I am not able to figure out how to trigger the tasks when the csv is pasted/brought manually to the folder. Any help would be appreciated, thanks in advance.


Solution

  • Turns out Airflow has a special module just for such requirement. I solved the problem using FileSensor provided by airflow itself.

    According the doucmentation:

    FileSensor Waits for a file or folder to land in a filesystem.
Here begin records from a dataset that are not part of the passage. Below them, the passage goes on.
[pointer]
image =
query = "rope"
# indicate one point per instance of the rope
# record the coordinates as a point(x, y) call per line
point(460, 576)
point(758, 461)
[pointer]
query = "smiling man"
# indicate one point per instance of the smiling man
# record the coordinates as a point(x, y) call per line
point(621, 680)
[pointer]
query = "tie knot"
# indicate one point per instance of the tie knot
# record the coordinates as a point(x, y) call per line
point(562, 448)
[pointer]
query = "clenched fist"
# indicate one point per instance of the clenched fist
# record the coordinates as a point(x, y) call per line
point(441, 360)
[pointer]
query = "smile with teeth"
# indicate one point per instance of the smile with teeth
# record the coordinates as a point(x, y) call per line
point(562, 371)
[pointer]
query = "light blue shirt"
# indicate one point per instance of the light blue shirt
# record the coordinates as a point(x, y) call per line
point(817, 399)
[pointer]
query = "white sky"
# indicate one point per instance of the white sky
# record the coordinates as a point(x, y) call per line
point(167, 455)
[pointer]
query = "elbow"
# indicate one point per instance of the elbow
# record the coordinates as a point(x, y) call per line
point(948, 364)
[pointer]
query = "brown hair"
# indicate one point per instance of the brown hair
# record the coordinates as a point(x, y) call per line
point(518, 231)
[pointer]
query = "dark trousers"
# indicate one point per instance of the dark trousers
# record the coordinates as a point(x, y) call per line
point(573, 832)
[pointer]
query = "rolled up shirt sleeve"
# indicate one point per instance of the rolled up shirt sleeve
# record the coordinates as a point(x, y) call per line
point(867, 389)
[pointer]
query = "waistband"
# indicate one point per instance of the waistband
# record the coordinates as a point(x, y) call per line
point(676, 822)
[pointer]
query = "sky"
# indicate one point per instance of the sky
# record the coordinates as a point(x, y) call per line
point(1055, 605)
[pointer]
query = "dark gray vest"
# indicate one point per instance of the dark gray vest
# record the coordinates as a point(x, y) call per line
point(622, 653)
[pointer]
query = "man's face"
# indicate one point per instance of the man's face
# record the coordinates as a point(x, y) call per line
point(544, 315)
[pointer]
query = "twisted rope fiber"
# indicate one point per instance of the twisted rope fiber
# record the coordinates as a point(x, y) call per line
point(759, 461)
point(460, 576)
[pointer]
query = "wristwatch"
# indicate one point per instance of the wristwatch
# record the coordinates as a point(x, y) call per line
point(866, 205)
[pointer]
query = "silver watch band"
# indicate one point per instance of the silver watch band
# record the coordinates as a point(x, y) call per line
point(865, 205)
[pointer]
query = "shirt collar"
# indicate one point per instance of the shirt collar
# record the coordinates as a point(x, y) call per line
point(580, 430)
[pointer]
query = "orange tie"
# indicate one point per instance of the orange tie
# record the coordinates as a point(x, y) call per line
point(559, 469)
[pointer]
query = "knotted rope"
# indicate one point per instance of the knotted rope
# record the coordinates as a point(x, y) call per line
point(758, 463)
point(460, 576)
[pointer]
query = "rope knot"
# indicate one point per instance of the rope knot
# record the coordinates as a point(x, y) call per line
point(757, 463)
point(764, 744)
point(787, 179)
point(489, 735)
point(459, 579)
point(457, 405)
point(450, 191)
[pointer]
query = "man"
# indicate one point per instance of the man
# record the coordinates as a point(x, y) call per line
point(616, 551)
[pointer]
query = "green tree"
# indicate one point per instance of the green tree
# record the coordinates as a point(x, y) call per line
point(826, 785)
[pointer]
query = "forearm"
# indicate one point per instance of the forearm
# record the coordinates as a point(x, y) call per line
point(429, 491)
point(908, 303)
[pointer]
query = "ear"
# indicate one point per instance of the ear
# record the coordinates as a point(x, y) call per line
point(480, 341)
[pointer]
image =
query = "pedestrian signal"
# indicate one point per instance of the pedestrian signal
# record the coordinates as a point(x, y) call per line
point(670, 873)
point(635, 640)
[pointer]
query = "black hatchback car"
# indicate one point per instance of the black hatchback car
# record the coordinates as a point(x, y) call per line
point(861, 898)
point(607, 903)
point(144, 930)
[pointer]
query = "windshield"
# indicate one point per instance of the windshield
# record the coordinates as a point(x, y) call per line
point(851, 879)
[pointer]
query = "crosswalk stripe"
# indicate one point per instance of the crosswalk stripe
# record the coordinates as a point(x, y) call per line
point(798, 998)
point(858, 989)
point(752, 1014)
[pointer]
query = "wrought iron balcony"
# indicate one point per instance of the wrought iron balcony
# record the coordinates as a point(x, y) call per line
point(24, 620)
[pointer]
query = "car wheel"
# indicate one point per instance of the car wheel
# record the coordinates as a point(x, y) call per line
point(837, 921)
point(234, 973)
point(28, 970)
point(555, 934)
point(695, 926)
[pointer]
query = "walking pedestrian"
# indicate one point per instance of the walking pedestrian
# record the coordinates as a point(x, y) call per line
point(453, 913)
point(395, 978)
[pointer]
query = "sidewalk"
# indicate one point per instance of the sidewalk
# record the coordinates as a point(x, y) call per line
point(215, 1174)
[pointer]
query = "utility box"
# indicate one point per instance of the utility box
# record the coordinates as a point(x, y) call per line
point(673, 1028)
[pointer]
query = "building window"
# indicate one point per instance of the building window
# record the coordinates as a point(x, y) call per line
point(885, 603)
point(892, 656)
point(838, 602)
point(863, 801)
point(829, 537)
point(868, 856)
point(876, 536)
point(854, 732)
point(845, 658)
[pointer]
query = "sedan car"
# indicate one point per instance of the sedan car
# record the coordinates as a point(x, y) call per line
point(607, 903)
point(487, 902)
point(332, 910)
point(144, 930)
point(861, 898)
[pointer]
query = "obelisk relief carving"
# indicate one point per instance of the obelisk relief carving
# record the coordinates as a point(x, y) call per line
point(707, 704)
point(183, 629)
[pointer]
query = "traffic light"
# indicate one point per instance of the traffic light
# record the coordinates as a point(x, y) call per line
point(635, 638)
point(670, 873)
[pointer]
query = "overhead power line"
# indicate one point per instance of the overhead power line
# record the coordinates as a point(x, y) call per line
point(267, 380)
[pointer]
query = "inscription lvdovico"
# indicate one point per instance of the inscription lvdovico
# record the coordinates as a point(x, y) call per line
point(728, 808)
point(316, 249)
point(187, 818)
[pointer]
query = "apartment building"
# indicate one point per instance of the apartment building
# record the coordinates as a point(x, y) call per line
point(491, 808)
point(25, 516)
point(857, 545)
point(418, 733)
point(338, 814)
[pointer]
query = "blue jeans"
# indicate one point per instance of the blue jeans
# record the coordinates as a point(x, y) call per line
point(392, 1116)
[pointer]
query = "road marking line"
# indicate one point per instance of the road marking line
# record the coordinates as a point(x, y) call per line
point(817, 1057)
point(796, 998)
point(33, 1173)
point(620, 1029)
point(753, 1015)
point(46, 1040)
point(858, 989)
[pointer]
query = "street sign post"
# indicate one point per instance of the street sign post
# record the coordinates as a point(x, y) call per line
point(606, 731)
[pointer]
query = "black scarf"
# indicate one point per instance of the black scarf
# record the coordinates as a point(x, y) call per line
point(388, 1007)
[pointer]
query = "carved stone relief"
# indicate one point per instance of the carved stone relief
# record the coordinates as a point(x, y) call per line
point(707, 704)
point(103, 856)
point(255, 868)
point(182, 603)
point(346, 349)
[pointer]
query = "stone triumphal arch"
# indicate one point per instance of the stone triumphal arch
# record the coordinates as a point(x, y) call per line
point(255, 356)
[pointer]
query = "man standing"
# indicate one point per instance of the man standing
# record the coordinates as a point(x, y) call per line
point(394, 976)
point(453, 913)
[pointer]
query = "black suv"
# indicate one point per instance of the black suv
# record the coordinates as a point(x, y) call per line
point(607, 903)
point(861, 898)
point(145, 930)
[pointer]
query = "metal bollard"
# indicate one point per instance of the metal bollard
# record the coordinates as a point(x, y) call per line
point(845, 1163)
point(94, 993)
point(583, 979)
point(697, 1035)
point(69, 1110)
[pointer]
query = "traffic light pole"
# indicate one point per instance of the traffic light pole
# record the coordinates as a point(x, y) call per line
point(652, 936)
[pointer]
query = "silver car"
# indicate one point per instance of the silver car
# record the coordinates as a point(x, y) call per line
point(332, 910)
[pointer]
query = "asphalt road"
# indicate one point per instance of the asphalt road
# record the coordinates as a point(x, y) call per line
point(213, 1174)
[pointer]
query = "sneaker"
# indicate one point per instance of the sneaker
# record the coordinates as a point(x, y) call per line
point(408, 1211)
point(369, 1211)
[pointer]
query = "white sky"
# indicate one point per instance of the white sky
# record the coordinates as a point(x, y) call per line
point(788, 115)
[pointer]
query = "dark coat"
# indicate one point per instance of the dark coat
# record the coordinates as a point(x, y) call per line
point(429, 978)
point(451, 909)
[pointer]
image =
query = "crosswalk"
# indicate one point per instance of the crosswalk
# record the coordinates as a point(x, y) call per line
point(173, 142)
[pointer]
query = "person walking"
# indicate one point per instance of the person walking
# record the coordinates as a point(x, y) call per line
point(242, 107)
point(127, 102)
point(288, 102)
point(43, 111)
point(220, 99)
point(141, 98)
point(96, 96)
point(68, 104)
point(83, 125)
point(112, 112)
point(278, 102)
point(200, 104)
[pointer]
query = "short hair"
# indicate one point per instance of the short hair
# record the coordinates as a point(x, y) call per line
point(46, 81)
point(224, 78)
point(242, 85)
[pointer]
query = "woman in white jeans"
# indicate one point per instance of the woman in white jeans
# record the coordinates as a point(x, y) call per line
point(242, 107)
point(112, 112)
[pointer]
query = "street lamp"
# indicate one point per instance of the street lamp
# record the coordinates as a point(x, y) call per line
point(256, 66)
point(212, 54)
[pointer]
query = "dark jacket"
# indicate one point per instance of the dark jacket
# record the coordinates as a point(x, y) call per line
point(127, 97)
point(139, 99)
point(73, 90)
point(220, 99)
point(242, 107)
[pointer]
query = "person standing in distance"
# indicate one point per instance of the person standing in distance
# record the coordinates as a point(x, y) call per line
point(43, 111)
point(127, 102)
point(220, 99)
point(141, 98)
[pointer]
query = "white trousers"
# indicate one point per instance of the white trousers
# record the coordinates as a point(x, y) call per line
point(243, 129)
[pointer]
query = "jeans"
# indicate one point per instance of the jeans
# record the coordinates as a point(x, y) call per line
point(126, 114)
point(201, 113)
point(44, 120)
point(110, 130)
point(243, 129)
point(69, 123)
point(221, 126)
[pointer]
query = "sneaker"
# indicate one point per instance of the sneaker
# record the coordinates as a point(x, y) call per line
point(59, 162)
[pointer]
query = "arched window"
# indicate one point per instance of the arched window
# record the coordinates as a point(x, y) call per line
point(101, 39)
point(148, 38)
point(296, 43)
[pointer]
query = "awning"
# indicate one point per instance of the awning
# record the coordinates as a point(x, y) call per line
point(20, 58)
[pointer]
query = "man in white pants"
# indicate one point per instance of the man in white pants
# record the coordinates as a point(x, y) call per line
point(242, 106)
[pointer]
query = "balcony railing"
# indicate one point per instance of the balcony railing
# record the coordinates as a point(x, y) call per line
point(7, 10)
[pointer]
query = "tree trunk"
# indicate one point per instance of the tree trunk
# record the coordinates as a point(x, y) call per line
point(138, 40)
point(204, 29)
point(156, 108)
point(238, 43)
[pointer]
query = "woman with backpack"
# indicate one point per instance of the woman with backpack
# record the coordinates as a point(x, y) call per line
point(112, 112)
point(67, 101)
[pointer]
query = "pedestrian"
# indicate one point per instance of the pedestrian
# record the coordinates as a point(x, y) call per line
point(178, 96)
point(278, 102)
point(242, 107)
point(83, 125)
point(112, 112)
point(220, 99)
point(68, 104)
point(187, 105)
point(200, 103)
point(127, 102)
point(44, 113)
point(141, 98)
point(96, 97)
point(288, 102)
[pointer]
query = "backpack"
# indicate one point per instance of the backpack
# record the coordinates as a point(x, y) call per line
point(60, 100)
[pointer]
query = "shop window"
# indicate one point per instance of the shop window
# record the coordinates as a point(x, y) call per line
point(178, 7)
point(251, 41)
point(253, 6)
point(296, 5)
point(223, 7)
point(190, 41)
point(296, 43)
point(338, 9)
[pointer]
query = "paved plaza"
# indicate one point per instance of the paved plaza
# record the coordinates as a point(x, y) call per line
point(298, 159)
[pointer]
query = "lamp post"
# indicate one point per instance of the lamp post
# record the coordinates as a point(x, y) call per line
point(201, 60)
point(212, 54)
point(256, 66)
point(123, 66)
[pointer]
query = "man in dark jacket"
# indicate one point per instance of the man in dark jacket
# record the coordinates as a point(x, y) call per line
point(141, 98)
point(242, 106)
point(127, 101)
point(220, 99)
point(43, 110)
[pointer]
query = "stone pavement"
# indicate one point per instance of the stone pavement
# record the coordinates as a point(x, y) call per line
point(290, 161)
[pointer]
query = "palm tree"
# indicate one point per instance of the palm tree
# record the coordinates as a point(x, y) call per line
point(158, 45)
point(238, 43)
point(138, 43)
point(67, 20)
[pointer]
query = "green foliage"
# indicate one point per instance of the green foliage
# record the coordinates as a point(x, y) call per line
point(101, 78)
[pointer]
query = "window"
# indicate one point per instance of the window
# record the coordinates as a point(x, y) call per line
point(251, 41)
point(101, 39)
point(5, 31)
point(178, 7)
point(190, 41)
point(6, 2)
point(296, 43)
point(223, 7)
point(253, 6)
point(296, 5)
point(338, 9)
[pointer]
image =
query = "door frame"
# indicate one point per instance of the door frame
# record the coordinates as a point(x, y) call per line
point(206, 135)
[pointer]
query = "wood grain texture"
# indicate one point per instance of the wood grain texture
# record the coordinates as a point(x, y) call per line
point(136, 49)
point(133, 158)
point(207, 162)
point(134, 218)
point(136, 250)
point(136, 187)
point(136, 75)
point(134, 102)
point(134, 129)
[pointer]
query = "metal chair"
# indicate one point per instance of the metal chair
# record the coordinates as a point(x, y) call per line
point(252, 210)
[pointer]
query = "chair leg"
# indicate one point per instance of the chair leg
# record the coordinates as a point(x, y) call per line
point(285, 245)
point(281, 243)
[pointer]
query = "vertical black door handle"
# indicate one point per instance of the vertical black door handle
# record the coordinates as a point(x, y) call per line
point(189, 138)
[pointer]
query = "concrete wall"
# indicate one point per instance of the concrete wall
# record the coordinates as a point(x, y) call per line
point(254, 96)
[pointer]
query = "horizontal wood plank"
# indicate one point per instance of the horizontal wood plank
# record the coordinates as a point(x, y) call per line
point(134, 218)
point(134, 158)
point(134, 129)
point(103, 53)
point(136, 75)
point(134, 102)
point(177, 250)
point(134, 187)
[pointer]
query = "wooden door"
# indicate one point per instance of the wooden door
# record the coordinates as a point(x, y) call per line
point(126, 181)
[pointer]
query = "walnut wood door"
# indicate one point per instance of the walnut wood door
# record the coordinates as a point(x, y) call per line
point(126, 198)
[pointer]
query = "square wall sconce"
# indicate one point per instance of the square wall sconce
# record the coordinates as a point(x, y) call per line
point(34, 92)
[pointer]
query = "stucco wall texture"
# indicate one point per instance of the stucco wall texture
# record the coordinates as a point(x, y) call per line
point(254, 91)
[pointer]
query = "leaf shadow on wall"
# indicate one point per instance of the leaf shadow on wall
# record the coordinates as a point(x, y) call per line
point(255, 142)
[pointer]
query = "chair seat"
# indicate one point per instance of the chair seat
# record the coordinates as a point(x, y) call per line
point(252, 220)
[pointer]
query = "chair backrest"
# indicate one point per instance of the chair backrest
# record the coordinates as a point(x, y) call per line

If the path given is a directory then this sensor will only return true if any files exist inside it (either directly, or within a subdirectory)

    Here is the modified code, it waits for the file called test.csv and it proceeds to the next task only when it finds the file in the airflow folder (or any folder, you need to specify the path):

    from datetime import datetime
    from airflow import DAG
    from airflow.contrib.sensors.file_sensor import FileSensor
    from airflow.operators.postgres_operator import PostgresOperator
    from airflow.operators.python_operator import PythonOperator
    import psycopg2
    
    with DAG('Write_data_to_PG', description='This DAG is for writing data to postgres.', schedule_interval='*/5 * * * *',
             start_date=datetime(2018, 11, 1), catchup=False) as dag:
        create_table = PostgresOperator(
            task_id='create_table',
            sql="""CREATE TABLE users(
                id integer PRIMARY KEY,
                email text,
                name text,
                address text
            )
            """,
        )
    
    
        def my_func():
            print('Creating table in database.')
            conn = psycopg2.connect("host=localhost dbname=testdb user=testuser")
            print(conn)
    
            cur = conn.cursor()
            print(cur)
    
            with open('test.csv', 'r') as f:
                next(f)  # Skip the header row.
                cur.copy_from(f, 'users', sep=',')
    
            conn.commit()
            print(conn)
            print('DONE!!!!!!!!!!!.')
    
    
        file_sensing_task = FileSensor(task_id='sense_the_csv',
                                       filepath='test.csv',
                                       fs_conn_id='my_file_system',
                                       poke_interval=10)
    
        python_task = PythonOperator(task_id='populate_data', python_callable=my_func)
    
        create_table >> file_sensing_task >> python_task